A bust in honour of Mr Mitchell was later unveiled in the grounds of the Belfast campus.
Mrs Clinton said the Windsor Framework on post-Brexit trade provided Northern Ireland with an opportunity to become an economic hub for global trade and investment.
“While the Good Friday Agreement is an enormous achievement, we know that peace, prosperity and progress that so many have worked tirelessly to achieve remains incomplete,” she said.
“The work of integration and housing and schools is far from finished, neighbourhoods remain divided, poverty and unemployment persist, the difficulties of the past continue to threaten the present.
“You know, we are at a standstill with the Northern Ireland Assembly no longer functioning. But the Windsor agreement provides a path forward not just for convening but for positioning Northern Ireland as an economic hub for global trade and investment through privileged access to the UK and all of its trading partners, as well as the EU.”

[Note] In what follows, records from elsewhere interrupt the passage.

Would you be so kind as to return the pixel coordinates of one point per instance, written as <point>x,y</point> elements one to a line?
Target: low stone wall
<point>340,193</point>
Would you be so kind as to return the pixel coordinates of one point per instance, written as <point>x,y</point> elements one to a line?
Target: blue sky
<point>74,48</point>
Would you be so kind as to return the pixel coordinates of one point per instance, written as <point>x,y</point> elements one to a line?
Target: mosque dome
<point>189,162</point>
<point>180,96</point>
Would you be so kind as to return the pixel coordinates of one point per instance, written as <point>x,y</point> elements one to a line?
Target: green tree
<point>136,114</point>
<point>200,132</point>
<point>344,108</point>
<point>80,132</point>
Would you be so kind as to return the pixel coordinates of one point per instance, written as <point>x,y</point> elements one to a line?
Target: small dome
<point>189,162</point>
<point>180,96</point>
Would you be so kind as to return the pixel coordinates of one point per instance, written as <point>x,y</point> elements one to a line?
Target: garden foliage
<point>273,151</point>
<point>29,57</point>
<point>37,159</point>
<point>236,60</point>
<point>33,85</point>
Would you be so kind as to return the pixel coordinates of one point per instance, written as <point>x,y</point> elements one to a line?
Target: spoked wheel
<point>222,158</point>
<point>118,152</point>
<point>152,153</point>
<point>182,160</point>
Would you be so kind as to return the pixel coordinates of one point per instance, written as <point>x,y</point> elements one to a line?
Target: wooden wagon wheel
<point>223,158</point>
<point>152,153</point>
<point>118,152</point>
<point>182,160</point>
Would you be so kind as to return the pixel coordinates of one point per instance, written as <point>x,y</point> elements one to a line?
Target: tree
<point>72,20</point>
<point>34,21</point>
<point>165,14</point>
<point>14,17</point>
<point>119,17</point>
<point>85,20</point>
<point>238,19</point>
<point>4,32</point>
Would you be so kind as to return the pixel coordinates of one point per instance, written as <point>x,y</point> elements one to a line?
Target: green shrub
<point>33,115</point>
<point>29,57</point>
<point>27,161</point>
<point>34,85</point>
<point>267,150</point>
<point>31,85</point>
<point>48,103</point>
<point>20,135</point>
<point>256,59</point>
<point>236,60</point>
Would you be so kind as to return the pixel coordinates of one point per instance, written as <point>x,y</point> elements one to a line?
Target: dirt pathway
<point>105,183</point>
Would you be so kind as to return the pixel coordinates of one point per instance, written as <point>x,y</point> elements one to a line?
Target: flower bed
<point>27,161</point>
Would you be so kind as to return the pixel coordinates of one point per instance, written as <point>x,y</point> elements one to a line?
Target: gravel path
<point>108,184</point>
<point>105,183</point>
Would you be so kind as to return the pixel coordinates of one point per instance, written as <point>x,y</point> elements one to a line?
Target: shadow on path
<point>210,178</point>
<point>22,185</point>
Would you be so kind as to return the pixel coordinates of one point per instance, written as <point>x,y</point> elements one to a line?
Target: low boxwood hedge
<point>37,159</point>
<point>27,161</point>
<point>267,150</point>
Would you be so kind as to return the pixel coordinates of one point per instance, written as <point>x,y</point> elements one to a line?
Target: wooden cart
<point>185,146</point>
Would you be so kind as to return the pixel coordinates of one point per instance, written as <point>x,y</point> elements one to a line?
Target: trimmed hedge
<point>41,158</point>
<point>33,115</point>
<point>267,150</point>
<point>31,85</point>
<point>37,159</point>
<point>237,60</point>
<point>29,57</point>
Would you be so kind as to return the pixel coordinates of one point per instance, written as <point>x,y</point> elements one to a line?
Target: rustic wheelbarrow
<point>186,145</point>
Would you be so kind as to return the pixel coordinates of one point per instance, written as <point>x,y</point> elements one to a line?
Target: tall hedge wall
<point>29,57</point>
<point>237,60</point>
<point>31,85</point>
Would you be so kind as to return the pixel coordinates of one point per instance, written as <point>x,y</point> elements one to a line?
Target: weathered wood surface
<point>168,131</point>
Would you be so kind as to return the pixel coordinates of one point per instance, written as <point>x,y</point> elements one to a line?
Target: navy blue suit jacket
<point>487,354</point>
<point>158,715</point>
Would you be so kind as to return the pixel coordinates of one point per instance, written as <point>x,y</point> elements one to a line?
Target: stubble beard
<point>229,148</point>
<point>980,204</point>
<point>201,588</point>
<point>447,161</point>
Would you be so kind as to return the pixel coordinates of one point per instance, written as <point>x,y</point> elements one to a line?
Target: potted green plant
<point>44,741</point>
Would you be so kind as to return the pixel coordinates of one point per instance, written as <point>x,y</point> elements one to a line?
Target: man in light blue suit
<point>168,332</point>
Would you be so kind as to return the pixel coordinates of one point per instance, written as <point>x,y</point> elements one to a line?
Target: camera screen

She added: “There have been many moments in Northern Ireland’s peace journey where progress seemed difficult, when every route forward looked blocked, there seemed nowhere to go.
“But you have always found a way through and I believe you will again, because the stakes for the people of Northern Ireland are so high.
“You stand as an example to the world of how even the staunchest adversaries can overcome differences to work together for the common and greater good.
“So, I encourage everyone now to move forward with the same spirit of unstoppable grit and resolve that brought the peace 25 years ago. Your friends in the United States will be behind you all the way as you work toward peace, prosperity and stability that lasts.”